TF Lite quantized conv2d operator conversion

janimesh · May 21, 2019, 5:34am

Thanks @FrozenGene. I have two followup questions

Whats the current plan of expressing TVM compute for q_conv2d? Do you plan to write it from scratch? Or can we break it down into simpler operators using a Relay pass like simplify_inference (somewhat on the lines of gemmlowp).
Also thinking of generalizing this with other frameworks as well. Maybe, we should have a look at other frameworks and come up with one q_conv2d that works for all. For TF lite, we don’t need dequantization, but for others we might. In that case, we might need to enhance/break q_conv2d if it is not the right abstraction.

FrozenGene · May 21, 2019, 5:55am

q_conv2d's compute is very similar with conv2d. The changed place is we should care convolution computation part. i.e. data * weight will be changed into (data - input_zero_point).astype("int32) * (weight - kernel_zero_point).astype("int32). Then we call q_conv2d_requantize to quantize int32 into int8. Another place we should care is the pad. The pad value should be input_zero_point, not 0. I think we use one new op q_conv2d is reasonable. Because we found the optimization of q_conv2d has different places compared with conv2d.

Yes. we also consider other frameworks even other libraries such as QNNPACK. When to design the API, I keep in mind the API could be compatible with QNNPACK , though I don’t try integrating with QNNPACK, but it should be. Come back to dequantization, In TFLite, we have one op named as dequantize, which does the dequantization work. So, if we need dequantization, we need implement dequantize. If other frameworks need dequantize, we could combine q_conv2d + dequantize.

janimesh · May 21, 2019, 6:08am

Do you think if we convert every multiply of data * weight to data - input_zero_point).astype("int32) * (weight - kernel_zero_point).astype("int32), it would result in bad performance? Because we have to subtract each element and that gets in the way of using Fused-Multiply-Accmulate? For example, it seems very unlikely that I can use Intel VNNI instruction with this type of compute.

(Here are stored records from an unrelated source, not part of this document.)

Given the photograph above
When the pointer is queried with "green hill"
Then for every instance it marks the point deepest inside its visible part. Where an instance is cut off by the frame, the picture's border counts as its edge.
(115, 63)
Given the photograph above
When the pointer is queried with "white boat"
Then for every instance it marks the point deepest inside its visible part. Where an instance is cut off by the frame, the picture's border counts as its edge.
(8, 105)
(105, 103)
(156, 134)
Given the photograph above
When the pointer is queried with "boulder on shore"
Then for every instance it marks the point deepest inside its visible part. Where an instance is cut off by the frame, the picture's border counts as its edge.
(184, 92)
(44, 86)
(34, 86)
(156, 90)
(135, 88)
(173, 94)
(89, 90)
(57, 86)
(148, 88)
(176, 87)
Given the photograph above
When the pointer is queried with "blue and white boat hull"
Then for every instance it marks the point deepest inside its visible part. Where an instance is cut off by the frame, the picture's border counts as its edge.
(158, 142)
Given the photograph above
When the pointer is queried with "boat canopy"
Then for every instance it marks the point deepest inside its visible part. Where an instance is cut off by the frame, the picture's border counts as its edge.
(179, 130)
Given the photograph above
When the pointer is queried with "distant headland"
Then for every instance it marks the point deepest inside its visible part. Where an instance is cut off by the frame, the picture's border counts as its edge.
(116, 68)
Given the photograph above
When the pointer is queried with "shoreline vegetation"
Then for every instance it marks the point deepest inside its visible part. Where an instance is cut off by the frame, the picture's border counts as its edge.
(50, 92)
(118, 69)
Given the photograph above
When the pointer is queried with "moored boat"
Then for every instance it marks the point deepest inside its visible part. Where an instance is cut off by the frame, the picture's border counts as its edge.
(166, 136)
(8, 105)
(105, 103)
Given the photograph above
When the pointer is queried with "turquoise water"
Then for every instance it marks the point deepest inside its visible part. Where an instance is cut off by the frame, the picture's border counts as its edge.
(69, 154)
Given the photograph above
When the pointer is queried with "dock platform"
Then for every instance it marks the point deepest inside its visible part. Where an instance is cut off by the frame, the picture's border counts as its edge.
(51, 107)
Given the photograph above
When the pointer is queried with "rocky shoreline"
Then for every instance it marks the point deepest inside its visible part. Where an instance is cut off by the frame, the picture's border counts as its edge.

That being said, I was able to work through the maths and break down the computation into actual conv2d between 2 int8 matrices and 3 other operators, which seems to me might be faster or more friendly to map to HW. I will write up the equations tomorrow in a pretty manner so that we can look at it together. We can have more discussion then.

Because we found the optimization of q_conv2d has different places compared with conv2d

Will it be possible to shed more light on this line? Which optimizations are these? Relay or TVM schedule? In case of TVM schedule, are you talking about any particular target?

Makes sense about the QNNPack and dequantization comment. Thanks for reminding about QNNPACK, will look into that as well.

Other question - Do you care about cases, where the output_min/max/scale etc are not given (does not happen in TF Lite)? In that case, we might need to calculate min/max with input/weight min/max. I don’t know if we should care about this scenario, but seems like MxNet has this configuration as well.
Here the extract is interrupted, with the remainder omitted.